Statement 18: Enable data fusion, integration and sharing
Agencies should:
Criterion 64: Analyse data fusion and integration requirements.
This includes:
- datasets, their sources and their owners
- purpose of the datasets for the AI system and intended outcomes
- data interdependencies
- risks associated with the datasets and mitigation plans
- data fusion and integration methodology for the AI system
- metrics to assess the quality of the fusion and data integration process and its outputs
- security, storage, and access requirements
- scalability intentions
- documentation and traceability
- regular audits and reviews
- data sharing principles and the risk management framework data as per the Data Availability and Transparency Act 2022 (DATA Scheme)
- compliance with the Guidelines on data matching in Australian Government administration guidelines
- ethical considerations and guidance on data use as per the Data Ethics Framework | Department of Finance.
Data fusion is a method to integrate or combine data from multiple sources and this can help an AI system create a more comprehensive, reliable, and accurate output. Meaningful data sharing practices across the agency can build interoperability between systems and datasets. Data sharing also promotes reuse, reducing resources for collection and analysis.
Criterion 65: Establish an approach to data fusion and integration.

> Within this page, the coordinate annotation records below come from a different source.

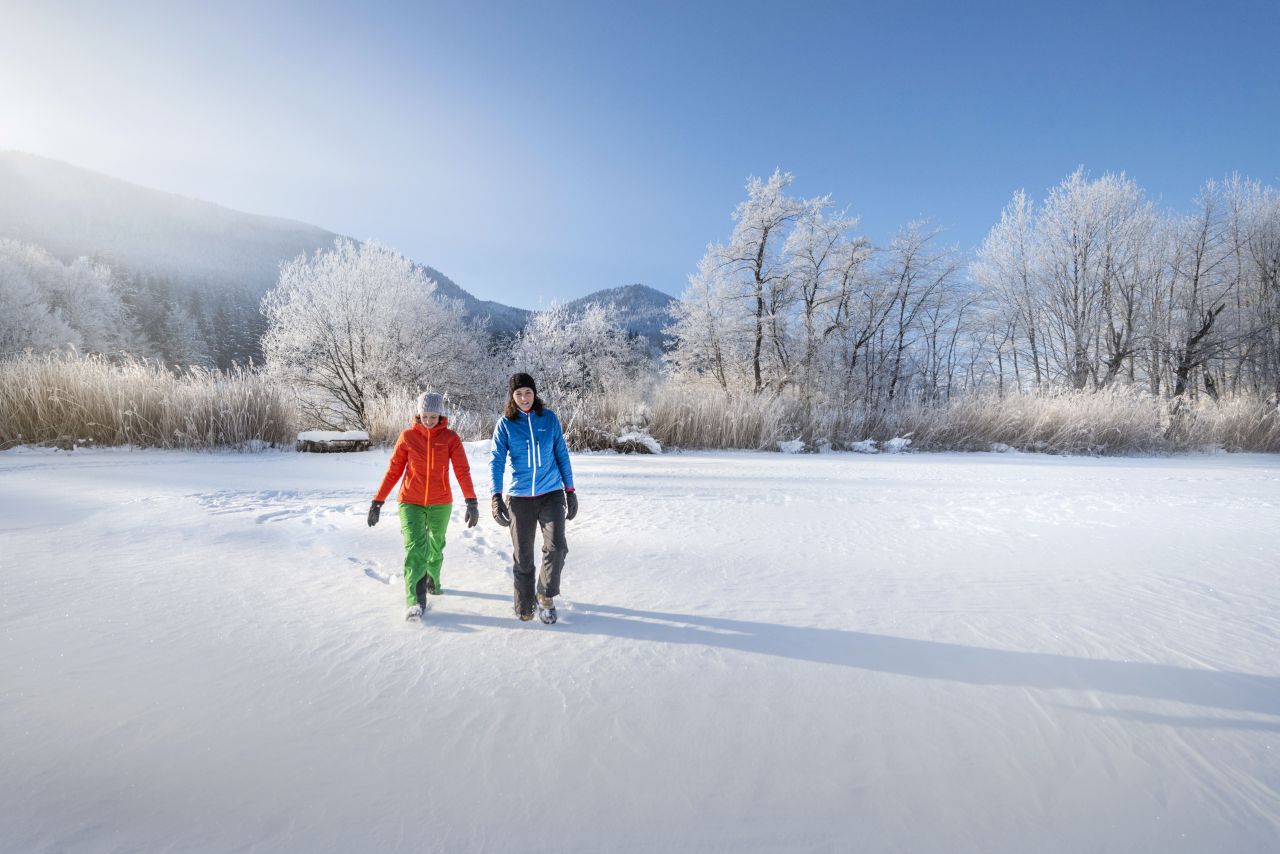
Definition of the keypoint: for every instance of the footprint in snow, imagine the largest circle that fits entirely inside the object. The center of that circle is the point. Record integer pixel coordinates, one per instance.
(371, 569)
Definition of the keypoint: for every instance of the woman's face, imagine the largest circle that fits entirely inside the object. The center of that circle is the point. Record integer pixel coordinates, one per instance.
(524, 398)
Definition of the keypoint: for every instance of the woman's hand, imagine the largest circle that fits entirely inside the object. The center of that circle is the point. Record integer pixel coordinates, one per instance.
(499, 510)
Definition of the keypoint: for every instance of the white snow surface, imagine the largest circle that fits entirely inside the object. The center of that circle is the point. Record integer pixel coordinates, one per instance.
(987, 653)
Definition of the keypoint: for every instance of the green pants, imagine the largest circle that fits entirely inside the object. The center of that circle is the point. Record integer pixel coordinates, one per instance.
(424, 544)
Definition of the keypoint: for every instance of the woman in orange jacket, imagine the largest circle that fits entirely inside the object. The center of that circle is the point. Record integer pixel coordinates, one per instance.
(423, 456)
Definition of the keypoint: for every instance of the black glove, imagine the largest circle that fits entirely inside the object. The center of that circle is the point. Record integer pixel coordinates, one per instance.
(571, 503)
(499, 510)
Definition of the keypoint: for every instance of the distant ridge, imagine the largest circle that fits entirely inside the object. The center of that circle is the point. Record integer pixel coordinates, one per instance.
(206, 250)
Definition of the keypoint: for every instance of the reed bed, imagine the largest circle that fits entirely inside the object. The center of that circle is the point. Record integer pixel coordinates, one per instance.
(73, 400)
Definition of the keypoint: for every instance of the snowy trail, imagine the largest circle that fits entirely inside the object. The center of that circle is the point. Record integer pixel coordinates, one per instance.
(755, 652)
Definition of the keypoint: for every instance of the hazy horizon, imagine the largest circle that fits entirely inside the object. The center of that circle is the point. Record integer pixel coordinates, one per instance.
(539, 154)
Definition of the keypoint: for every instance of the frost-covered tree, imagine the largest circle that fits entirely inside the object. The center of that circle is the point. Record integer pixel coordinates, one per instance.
(579, 355)
(76, 304)
(26, 319)
(361, 322)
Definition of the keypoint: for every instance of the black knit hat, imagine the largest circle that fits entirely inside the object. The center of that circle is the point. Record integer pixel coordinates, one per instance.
(521, 380)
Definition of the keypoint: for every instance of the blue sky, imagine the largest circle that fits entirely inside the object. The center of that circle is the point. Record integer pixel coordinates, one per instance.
(538, 151)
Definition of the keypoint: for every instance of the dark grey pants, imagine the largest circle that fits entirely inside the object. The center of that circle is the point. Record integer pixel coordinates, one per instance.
(545, 511)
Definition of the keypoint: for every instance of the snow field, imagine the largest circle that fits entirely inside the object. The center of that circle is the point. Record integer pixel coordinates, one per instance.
(755, 652)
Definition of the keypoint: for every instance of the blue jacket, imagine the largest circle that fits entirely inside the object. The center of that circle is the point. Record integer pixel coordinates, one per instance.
(539, 457)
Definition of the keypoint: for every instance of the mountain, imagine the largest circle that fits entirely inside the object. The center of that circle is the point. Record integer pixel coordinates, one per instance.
(643, 310)
(73, 211)
(208, 257)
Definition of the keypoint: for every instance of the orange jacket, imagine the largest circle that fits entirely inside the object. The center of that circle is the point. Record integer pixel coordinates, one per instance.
(423, 456)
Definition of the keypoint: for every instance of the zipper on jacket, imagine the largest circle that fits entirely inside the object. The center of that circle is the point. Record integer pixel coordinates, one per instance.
(533, 453)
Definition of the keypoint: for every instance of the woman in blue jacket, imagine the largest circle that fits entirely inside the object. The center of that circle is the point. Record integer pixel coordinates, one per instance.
(542, 493)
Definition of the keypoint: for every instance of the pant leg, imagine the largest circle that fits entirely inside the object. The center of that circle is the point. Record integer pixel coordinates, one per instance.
(551, 519)
(524, 524)
(437, 523)
(414, 528)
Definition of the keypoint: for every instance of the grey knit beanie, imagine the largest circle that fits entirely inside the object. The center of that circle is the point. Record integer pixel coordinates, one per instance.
(430, 402)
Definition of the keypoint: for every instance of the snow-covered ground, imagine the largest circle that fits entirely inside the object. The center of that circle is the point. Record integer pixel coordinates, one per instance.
(757, 652)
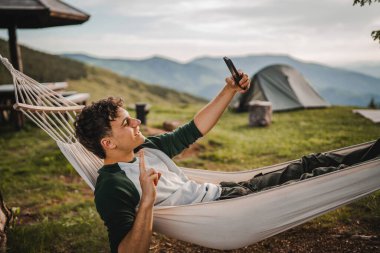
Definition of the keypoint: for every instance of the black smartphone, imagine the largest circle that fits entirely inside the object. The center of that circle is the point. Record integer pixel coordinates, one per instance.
(234, 72)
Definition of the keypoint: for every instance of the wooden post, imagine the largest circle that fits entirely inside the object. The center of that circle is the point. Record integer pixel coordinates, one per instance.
(15, 55)
(5, 219)
(14, 49)
(260, 113)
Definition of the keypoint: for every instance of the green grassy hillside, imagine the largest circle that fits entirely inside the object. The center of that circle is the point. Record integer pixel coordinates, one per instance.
(42, 67)
(98, 82)
(56, 210)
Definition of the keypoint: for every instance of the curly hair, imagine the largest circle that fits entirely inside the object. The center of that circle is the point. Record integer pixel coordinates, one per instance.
(94, 123)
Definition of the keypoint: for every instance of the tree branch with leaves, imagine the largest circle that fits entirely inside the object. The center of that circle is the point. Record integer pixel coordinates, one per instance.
(375, 34)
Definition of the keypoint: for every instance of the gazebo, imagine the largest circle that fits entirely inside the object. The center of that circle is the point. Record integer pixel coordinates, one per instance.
(30, 14)
(35, 14)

This approach should involve one or more of the following processes:
- ETL (Extract, Transform and Load) – batch movements of data
- ELT (Extract, Load and Transform) – batch movements of data
- Application programming interface (API) – allowing the movement and syncing of data across multiple applications
- data streaming – moving data in or near real-time from source to target
- data virtualisation – combining streaming data virtually from different sources on demand
- chaining of AI models – linking multiple AI models in a sequence where the output from one model becomes the input for another.
Consider:
- data migration guidelines and any agency data management agreements, if relevant.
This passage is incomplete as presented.